As our nation seeks to get its thoughts and emotions around this horrific event, here are some things to consider...
Anger, sadness, fear and confusion are natural and appropriate responses to trauma. These feelings may linger, and typically come in "waves" of emotion that crest and subside. You will work through your feelings much more effectively and quickly if you do so in the context of a safe and loving community. Feel your emotions, don't push them away - but try to do so with others at your side.
If you're trying to pinpoint a "reason" these things happen, stop. There is not one reason, there are many. Some shooters lose touch with reality, others abuse substances, some have long histories of physical abuse or psychiatric disorders ... there just isn't one definitive cause. However, it does appear there are two glaring flags to look for in advance. First, these people are chronically disconnected. They spend much of their time in isolation. Secondly, they usually have a long-standing sense of powerlessness. They have always felt controlled by others. If you know someone (usually a male) who fits this profile ... reach out for help. Your action may save lives.
Walking your Kids through Trauma
Kids react differently to trauma. Some may begin to act out in aggressive ways, others tend to withdraw. It's important to re-engage them in their normal life and activities as soon as possible, with you standing by their side. Accompanying them while they get "back to normal" provides an assurance that they are not alone in what they are feeling and facing.
From a brain science and developmental perspective, touch has tremendous impact on kids - that's why inappropriate touch is so harmful. Conversely, tender and loving touch is a great gateway to healing. This is the time for lots of hugs and hand-holding.
When you speak with them about the tragedy and what they're feeling, let them drive the discussion. Don't answer questions they are not asking. Rather than focusing on any details of an event, it's better to focus on what the child is feeling. If they can't put it into words, perhaps they can draw you a picture. Ultimately kids want to know two things - am I going to be OK and why did this happen? Assure them they are going to be OK and be truthful concerning the why question. Sometimes we don't know why bad things happen to good people, but we do know that most of the time people use God's gift of free will to do good things.

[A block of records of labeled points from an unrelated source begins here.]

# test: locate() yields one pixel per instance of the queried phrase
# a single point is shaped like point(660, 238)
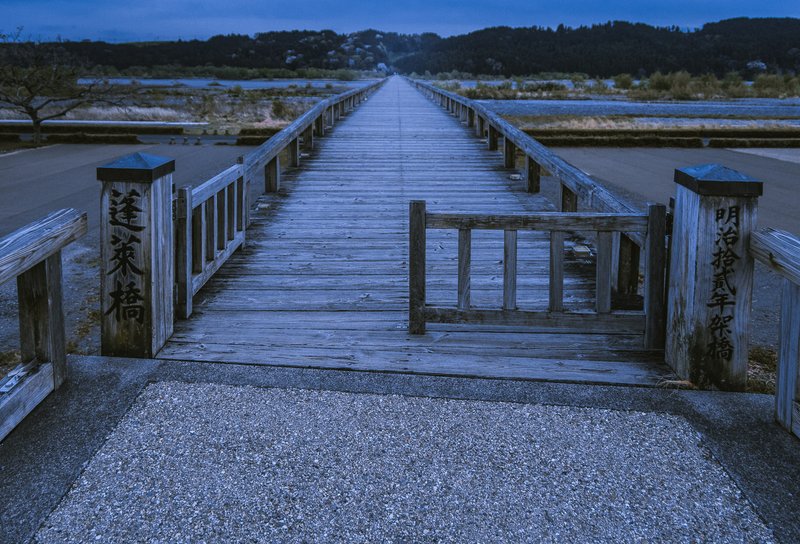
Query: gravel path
point(207, 463)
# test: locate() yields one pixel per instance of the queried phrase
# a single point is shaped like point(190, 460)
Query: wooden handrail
point(32, 255)
point(780, 251)
point(650, 226)
point(595, 195)
point(25, 248)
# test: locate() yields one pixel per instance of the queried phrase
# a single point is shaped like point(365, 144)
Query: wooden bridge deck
point(323, 280)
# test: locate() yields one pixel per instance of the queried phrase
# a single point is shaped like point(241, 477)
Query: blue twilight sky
point(115, 20)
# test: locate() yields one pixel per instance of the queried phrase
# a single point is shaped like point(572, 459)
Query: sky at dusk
point(114, 20)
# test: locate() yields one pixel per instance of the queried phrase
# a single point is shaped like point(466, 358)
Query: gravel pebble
point(211, 463)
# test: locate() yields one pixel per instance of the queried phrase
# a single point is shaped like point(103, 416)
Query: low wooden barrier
point(210, 224)
point(32, 255)
point(575, 187)
point(650, 226)
point(780, 251)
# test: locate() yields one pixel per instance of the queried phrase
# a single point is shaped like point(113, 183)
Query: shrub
point(623, 81)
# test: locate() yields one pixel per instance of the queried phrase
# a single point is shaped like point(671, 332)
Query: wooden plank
point(41, 316)
point(510, 270)
point(416, 267)
point(272, 175)
point(232, 210)
point(787, 380)
point(567, 199)
point(33, 243)
point(540, 221)
point(509, 153)
point(222, 218)
point(603, 272)
point(492, 140)
point(24, 397)
point(325, 281)
point(779, 250)
point(627, 266)
point(655, 264)
point(184, 249)
point(198, 238)
point(203, 192)
point(593, 194)
point(556, 292)
point(615, 322)
point(533, 175)
point(464, 264)
point(294, 153)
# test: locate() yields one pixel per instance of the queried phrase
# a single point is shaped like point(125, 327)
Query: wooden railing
point(650, 226)
point(210, 224)
point(211, 219)
point(32, 255)
point(780, 251)
point(575, 187)
point(314, 122)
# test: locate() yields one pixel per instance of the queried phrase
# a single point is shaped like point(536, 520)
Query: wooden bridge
point(323, 280)
point(401, 237)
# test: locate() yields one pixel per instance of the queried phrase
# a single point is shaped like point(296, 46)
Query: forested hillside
point(771, 45)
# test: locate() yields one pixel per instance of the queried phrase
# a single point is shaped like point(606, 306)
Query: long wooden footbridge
point(397, 234)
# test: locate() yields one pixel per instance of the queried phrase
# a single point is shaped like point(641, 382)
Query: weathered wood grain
point(25, 247)
point(324, 280)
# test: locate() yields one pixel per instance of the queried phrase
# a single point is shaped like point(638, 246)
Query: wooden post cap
point(718, 180)
point(139, 167)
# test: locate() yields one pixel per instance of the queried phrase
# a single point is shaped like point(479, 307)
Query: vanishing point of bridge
point(323, 279)
point(398, 234)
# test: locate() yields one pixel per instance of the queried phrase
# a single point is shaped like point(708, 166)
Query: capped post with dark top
point(137, 255)
point(711, 275)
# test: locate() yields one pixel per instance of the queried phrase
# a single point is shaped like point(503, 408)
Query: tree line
point(744, 45)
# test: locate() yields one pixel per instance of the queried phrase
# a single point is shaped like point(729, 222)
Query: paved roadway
point(649, 173)
point(38, 181)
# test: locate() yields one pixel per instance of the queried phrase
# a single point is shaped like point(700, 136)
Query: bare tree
point(41, 80)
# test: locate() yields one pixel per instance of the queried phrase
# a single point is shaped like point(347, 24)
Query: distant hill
point(598, 50)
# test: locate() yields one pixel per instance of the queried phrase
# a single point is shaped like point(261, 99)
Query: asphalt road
point(649, 173)
point(36, 182)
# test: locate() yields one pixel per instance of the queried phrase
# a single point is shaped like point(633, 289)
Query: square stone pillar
point(137, 255)
point(711, 276)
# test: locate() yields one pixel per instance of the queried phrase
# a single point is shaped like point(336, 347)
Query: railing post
point(567, 199)
point(183, 252)
point(711, 276)
point(41, 317)
point(509, 153)
point(533, 175)
point(272, 175)
point(137, 269)
point(492, 141)
point(308, 138)
point(655, 270)
point(416, 267)
point(787, 382)
point(294, 153)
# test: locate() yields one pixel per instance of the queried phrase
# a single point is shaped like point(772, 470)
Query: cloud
point(116, 20)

Over time children tend to be quite resilient, especially if they experience a loving, assuring presence from the adults in their life. While time doesn't necessarily heal a wound, it does give us some distance from the trauma and changes our perspective. Please remember there is no set timetable for recovery from trauma. Shaming words like "you should be over that by now" only slow the process. Children and adults alike need time to process their feelings and emotions and no one can do that for you - but it helps to have people to do it with you. Isolation is bad - connection, connection, connection is the headline.